Dans le même temps, plus de 600 autres salariéEs, coordonnéEs et soutenuEs par la CGT, ont déclenché un mouvement de grève dans 33 entreprises d’Île-de-France (agences d’intérim et entreprises de nettoyage principalement) afin d’exiger de leurs patrons les documents permettant de présenter une demande de régularisation.
Les résultats ne se sont pas fait attendre. Après une journée d’occupation du chantier de l’Adidas Arena, des accords ont été signés entre les occupants, la société d’économie mixte qui va exploiter le site (co-détenue par la Ville de Paris et la multinationale américaine AEG) et les entreprises de bâtiment, prévoyant la délivrance des Cerfa nécessaires aux démarches en préfecture pour l’obtention d’un titre de séjour. Les piquets coordonnés par la CGT ont également été rapidement levés un à un, au fur et à mesure que les entreprises ont accédé aux revendications des grévistes.
Poursuivre dans l’unité
La mobilisation devra probablement se poursuivre pour forcer la main à l’État, car le préfet Nunez s’est empressé d’annoncer qu’il n’était pas tenu par les accords conclus à l’Adidas Arena, et les collectifs qui ont organisé l’action n’ont pas le même poids que la CGT. Si l’occupation du chantier et le mouvement de grève francilien se sont déroulés en parallèle, ils n’étaient pas coordonnés et unis.
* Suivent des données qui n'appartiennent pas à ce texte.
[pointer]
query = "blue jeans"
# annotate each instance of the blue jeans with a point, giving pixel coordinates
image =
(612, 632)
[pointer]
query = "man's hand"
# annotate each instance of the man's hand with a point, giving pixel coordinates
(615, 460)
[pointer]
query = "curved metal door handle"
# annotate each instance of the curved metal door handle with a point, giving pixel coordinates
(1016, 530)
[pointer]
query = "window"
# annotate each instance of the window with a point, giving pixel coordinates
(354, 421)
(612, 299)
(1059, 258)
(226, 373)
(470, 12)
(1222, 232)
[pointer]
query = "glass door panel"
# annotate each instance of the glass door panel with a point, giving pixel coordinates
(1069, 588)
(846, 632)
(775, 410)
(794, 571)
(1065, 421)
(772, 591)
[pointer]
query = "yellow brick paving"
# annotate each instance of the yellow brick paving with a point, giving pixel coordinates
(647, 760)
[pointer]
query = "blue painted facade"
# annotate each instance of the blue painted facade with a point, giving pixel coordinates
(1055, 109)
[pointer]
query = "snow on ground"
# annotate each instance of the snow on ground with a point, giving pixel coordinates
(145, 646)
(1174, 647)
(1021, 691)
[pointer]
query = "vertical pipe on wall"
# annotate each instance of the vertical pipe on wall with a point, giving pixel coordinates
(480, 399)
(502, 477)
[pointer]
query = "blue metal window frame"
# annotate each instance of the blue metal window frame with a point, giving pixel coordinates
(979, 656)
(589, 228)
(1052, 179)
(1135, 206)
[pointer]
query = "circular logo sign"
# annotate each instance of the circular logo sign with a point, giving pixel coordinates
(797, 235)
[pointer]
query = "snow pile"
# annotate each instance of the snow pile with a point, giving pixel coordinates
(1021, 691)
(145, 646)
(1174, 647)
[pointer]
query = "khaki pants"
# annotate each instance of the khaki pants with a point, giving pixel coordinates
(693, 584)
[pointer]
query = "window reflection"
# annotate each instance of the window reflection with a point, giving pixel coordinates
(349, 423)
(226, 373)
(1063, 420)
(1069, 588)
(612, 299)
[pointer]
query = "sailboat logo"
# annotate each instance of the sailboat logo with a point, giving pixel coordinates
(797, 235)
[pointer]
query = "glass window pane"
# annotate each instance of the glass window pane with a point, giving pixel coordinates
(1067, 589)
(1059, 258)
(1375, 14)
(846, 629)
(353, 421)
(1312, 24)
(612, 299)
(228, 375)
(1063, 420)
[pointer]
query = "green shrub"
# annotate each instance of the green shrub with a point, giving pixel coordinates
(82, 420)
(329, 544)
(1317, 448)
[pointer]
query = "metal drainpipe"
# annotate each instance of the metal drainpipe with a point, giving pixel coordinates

En cause, des années de mésententes et de rivalités entre certains collectifs et la centrale syndicale, à laquelle est notamment reprochée une forme de sélection des grévistes préalablement au déclenchement des conflits, en fonction de la proximité de leur situation avec les critères de régularisation définis par la circulaire Valls. Le syndicat fait valoir de son côté qu’aucune organisation n’arrive à faire mieux, et que les régularisations obtenues participent d’un rapport de forces global qui profite à toutEs les migrantEs.
Malgré ces dissensions, ce mouvement d’un niveau inédit depuis dix ans au regard du nombre de salariéEs mobiliséEs constitue un bol d’air dans une situation de durcissement des conditions de vie des travailleurEs migrantEs. En effet, au prétexte de dématérialisation, les préfectures ont réduit drastiquement voire supprimé les rendez-vous permettant de présenter une demande de titre de séjour. Malgré plusieurs condamnations devant les tribunaux administratifs, ces pratiques se poursuivent, au point que des travailleurEs en situation régulière perdent leur emploi faute de renouvellement de leurs papiers ou même de délivrance d’un simple récépissé attestant des démarches en cours ! Cette grève massive intervient également alors que le gouvernement, la droite et le RN se livrent à une surenchère raciste dans le cadre des débats sur la loi immigration portée par le ministre Darmanin. Dans ce contexte, le mouvement des travailleurEs sans papiers pointe à juste titre l’existence d’une division raciale du travail et met à nu l’hyprocrisie de celles et ceux qui feignent d’ignorer que les profits de branches entières du capitalisme français ne viennent que de la surexploitation des migrantEs. Nous devons donc l’entourer de toute notre solidarité.